Short answer: No.
Longer answer: The FDA decided, on the basis of the results of an interesting clinical trial that I will describe here, that the evidence was insufficient to claim that rasagiline has a disease-modifying effect, i.e., that it slows down progression of the disease. This decision is widely viewed as being appropriate, including by me; the burden of proof should be very high to make such a claim. Among other things, there would be enormous financial implications for the company marketing rasagiline, Teva, if the FDA allowed them to claim that it slows the disease, because most patients in the Western world would take the drug. No drugs thus far have been proven, to the satisfaction of the FDA and the clinical community, to slow disease progression, although the case of levodopa itself deserves study.
But it’s worth looking at the data in more detail. I won’t go into the detail about why scientists and clinicians suspected that rasagiline (and its predecessor MAO-B inhibitor selegiline) might be neuro-protective and delay disease progression. There were a number of different studies with cells and with lab animals suggesting that this might be the case. While the briefing document prepared for the FDA provides hypotheses about how it may protect neurons from various insults, these are really just reasonable guesses; to me, it looks like a grab-bag of results from different studies.

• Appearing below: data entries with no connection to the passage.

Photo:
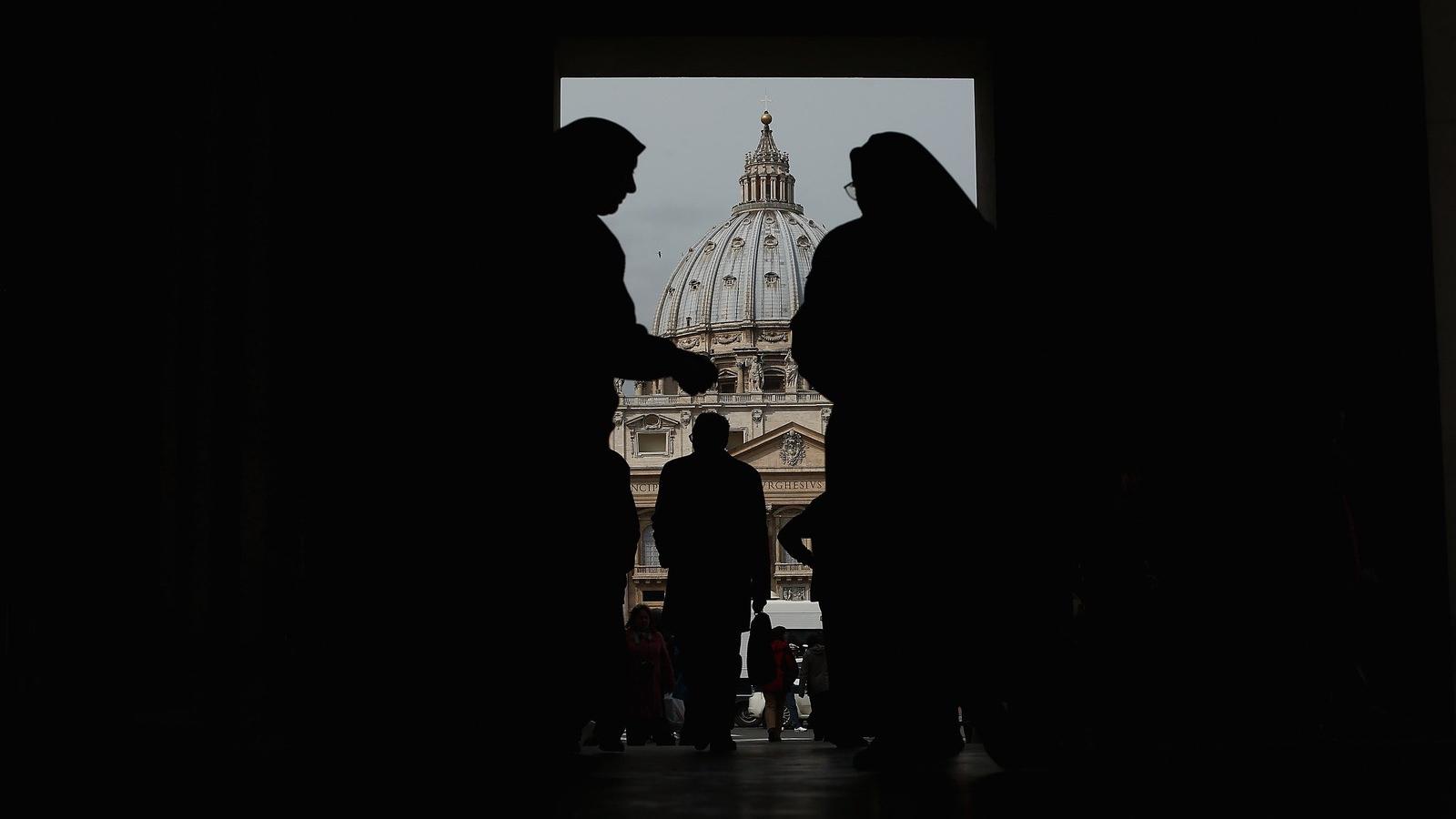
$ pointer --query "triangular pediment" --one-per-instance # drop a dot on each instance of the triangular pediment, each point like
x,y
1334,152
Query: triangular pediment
x,y
791,446
652,421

Still, the evidence seemed strong enough, at least to Teva, to invest a huge amount of money to carry out a very interesting clinical trial to try to prove that it slows disease progression. As the ELLDOPA clinical trial fiasco highlights, a key challenge is distinguishing the effects of the drug on disease symptoms and on the disease itself. And in that respect, the “delayed start” design of the ADAGIO clinical trial is interesting. The concept is that patients were initially randomized (double blind) to take either placebo or 1 or 2 mg/day of rasagiline for the first 36 weeks. Up to this point, this is a pretty standard clinical trial, and the results were as expected, i.e., people on rasagiline had less symptoms, on average, than those on placebo. All patients, on average, showed worsening from week 12 to week 36 due to progression of the disease.
So far so good; the drug works to reduce Parkinson’s symptoms. But we already knew that. Things get more interesting after week 36. After that point, all patients take rasagiline (1 or 2 mg/day), and none take placebo. So now, at week 72, you can compare two groups of patients who are both currently taking 1 mg/day rasagiline, but half of these have been taking it for 72 weeks, whereas the other half have only taken it for the last 36 weeks. It’s an apples-to-apples comparison; the symptomatic benefit of rasagiline in both groups should be comparable. Any differences are due to the fact that one group has been taking the drug twice as long: are they better off, worse, or the same? In the 1 mg/day cohort, things looked rather nice. Patients on the drug for 72 weeks were doing better at the end of the trial than those who were only on the drug for 36 weeks. The effect was not huge, but enough to be significant, and this is exactly what you want to ‘prove’ that the drug slows disease progression.
Alas, the results in the 2 mg/day cohort muddied the waters, and ultimately killed Teva’s gambit to get rasagiline declared a ‘disease-modifying drug’. Patients who were on 2 mg/day for 72 weeks were not doing any better, on average, than patients who only took 2 mg/day for 36 weeks. This is what you would expect for a drug that has symptomatic benefit but does not slow down progression of the disease.
If the results had been the opposite, i.e., evidence of slowing the disease with 2 mg/day but not with 1 mg/day, the FDA probably would have granted the claim, because that result would make sense: more of the drug would be expected to work better than less of it. That’s the way things normally work. Taking more of a drug usually leads to a stronger effect, although it might be accompanied by worse side effects. But that’s not what happened here. There are a number of possible explanations including some that get fairly technical, and as you can imagine, Teva jumped through all sorts of hoops to try to argue away the 2 mg/day finding, to no avail.
For what it’s worth, my own view is that rasagiline probably does slow disease progression a bit. Even discounting technical explanations, or just bad luck, there are some fundamental reasons why “more” is not necessarily “better” when it comes to rasagiline. Because it binds MAO-B irreversibly (never comes off, as discussed here), it’s not a simple matter to determine the optimal dosage, and a higher dose could conceivably lead primarily to more off-target, potentially deleterious, effects. Or maybe not. Chances are, we will never know. This was a very expensive clinical trial, which can heart-breakingly close to succeeding.